Meyers missed the 1978–79 season with a back injury.

In the 1979–80 season, he played 79 games and just under 28 minutes per game as the Bucks went 49–33 and won the NBA Midwest Division. Meyers averaged 12.1 points, 5.7 rebounds and 2.8 assists per game.

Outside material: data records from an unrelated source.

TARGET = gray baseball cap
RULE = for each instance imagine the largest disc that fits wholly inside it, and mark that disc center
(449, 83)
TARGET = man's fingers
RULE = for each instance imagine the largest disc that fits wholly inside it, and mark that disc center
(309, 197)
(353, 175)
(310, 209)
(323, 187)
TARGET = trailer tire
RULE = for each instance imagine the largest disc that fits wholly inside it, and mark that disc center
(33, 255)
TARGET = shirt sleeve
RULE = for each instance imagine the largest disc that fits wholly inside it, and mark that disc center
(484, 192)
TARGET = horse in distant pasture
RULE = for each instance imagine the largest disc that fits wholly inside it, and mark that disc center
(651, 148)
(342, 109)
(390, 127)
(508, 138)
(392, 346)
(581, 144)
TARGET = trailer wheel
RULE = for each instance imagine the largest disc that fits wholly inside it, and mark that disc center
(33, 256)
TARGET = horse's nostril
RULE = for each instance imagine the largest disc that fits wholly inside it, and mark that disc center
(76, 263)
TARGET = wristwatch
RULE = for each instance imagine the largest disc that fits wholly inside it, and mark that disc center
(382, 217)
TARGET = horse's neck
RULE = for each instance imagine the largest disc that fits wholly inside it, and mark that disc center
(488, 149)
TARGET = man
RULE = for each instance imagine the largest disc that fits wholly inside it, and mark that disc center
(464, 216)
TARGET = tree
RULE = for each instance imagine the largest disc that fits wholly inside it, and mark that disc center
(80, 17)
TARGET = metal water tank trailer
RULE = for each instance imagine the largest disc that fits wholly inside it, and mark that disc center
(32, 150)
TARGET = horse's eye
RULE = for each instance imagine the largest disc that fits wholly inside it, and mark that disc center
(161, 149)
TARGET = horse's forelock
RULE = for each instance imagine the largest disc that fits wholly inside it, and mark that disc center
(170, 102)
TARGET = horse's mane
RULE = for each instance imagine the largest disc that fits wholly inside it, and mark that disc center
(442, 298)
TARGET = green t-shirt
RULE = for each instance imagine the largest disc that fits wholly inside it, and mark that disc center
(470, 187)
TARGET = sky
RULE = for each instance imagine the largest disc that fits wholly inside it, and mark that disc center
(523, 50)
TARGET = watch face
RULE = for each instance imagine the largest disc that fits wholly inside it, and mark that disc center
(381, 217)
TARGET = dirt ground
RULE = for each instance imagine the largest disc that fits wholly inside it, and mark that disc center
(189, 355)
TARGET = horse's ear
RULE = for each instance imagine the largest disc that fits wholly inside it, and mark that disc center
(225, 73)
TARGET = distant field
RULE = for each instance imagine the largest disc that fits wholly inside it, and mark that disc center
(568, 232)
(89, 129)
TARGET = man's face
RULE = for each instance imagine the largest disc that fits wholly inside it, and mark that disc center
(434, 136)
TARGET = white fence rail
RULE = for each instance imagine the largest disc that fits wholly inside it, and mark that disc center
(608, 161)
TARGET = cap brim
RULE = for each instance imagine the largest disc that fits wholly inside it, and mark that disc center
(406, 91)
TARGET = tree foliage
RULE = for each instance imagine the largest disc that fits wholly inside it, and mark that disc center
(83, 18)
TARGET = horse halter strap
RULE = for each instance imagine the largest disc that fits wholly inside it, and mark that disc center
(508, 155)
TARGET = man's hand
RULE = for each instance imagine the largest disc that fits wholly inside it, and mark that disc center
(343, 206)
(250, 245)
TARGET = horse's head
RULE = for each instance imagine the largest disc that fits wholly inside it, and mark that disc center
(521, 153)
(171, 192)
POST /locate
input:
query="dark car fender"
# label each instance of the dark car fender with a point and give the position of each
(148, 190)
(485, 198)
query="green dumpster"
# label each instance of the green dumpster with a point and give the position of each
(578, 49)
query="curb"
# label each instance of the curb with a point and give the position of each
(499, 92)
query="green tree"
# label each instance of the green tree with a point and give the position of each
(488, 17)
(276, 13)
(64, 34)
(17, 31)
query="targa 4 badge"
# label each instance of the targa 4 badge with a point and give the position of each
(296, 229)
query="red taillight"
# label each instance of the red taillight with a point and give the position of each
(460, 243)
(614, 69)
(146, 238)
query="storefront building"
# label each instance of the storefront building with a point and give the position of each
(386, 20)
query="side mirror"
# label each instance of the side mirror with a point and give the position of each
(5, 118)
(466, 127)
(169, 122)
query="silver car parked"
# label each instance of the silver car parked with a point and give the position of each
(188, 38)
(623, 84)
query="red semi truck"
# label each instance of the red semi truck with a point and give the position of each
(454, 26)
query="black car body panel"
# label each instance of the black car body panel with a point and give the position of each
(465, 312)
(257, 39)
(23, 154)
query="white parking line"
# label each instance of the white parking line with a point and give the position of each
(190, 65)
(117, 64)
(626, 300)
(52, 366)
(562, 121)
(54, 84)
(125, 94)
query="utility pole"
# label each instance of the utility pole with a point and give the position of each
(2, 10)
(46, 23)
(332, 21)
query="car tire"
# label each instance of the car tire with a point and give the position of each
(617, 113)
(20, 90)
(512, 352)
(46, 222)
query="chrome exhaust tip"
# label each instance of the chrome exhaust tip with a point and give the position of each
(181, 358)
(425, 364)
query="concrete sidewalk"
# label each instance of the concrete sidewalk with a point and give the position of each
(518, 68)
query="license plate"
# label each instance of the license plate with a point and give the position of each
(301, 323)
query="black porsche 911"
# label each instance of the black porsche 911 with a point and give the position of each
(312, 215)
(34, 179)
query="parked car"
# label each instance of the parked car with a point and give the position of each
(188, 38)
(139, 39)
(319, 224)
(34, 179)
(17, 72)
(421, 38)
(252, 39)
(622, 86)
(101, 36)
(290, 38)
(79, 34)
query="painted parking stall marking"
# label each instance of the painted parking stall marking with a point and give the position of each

After five NBA seasons, on April 30, 1980, Meyers made a surprise announcement that he was retiring from basketball to spend more time with his family and devote more time to his Jehovah's Witness faith.

== Career statistics ==

===NBA===

==== Regular season ====

| Year | Team | GP | GS | MPG | FG% | 3P% | FT% | RPG | APG | SPG | BPG | PPG |
|---|---|---|---|---|---|---|---|---|---|---|---|---|
| 1975–76 | Milwaukee | 72 | – | 22.1 | .419 | – | .643 | 6.2 | 1.4 | 1.0 | 0.3 | 7.4 |
| 1976–77 | Milwaukee | 50 | – | 25.2 | .467 | – | .661 | 6.8 | 1.7 | 0.8 | 0.6 | 9.7 |
| 1977–78 | Milwaukee | 80 | – | 30.2 | .461 | – | .722 | 6.7 | 3.0 | 1.1 | 0.6 | 14.7 |
| 1979–80 | Milwaukee | 79 | – | 27.9 | .481 | .200 | .634 | 5.7 | 2.8 | 0.9 | 0.5 | 12.1 |
| Career |  | 281 | – | 26.6 | .461 | .200 | .676 | 6.3 | 2.3 | 1.0 | 0.5 | 11.2 |

==== Playoffs ====

| Year | Team | GP | GS | MPG | FG% | 3P% | FT% | RPG | APG | SPG | BPG | PPG |
|---|---|---|---|---|---|---|---|---|---|---|---|---|
| 1976 | Milwaukee | 3 | – | 18.0 | .455 | – | .824 | 4.7 | 0.7 | 0.3 | 0.0 | 8.0 |
| 1978 | Milwaukee | 9 | – | 18.0 | .444 | – | .667 | 8.2 | 3.9 | 0.8 | 1.2 | 12.9 |
| 1980 | Milwaukee | 7 | – | 27.9 | .419 | .000 | .467 | 5.0 | 2.0 | 1.3 | 0.9 | 9.4 |
| Career |  | 19 | – | 27.8 | .436 | .000 | .629 | 6.5 | 2.7 | 0.9 | 0.9 | 10.8 |

===College===

| Year | Team | GP | GS | MPG | FG% | 3P% | FT% | RPG | APG | SPG | BPG | PPG |
|---|---|---|---|---|---|---|---|---|---|---|---|---|
| 1972–73 | UCLA Bruins | 28 | – | – | .477 | – | .756 | 2.9 | – | – | – | 4.9 |
| 1973–74 | UCLA Bruins | 30 | – | – | .488 | – | .701 | 5.7 | – | – | – | 11.4 |
| 1974–75 | UCLA Bruins | 31 | – | – | .484 | – | .736 | 7.9 | 2.6 | – | – | 18.3 |
| Career |  | 89 | – | – | .485 | – | .729 | 5.6 | 2.6 | – | – | 11.8 |

==Personal life==
Meyers married his wife, Linda, in 1975. Their daughter Crystal was born a year later, and son Sean followed three years later. Meyers worked as a sales representative for Motorola and took night classes in education at National University. He received his teaching certificate and, beginning in 1988, for many years he served as an elementary school teacher at Railroad Canyon Elementary School in Lake Elsinore, California. He also served as a basketball instructor, both privately and at camps, primarily for children aged 8–12.

Meyers died of cancer in Temecula, California, on October 9, 2015, at the age of 62.

Meyers was the older brother of Ann Meyers, who was also a basketball player and the only woman to sign a free agent contract with an NBA team (Indiana Pacers in 1979).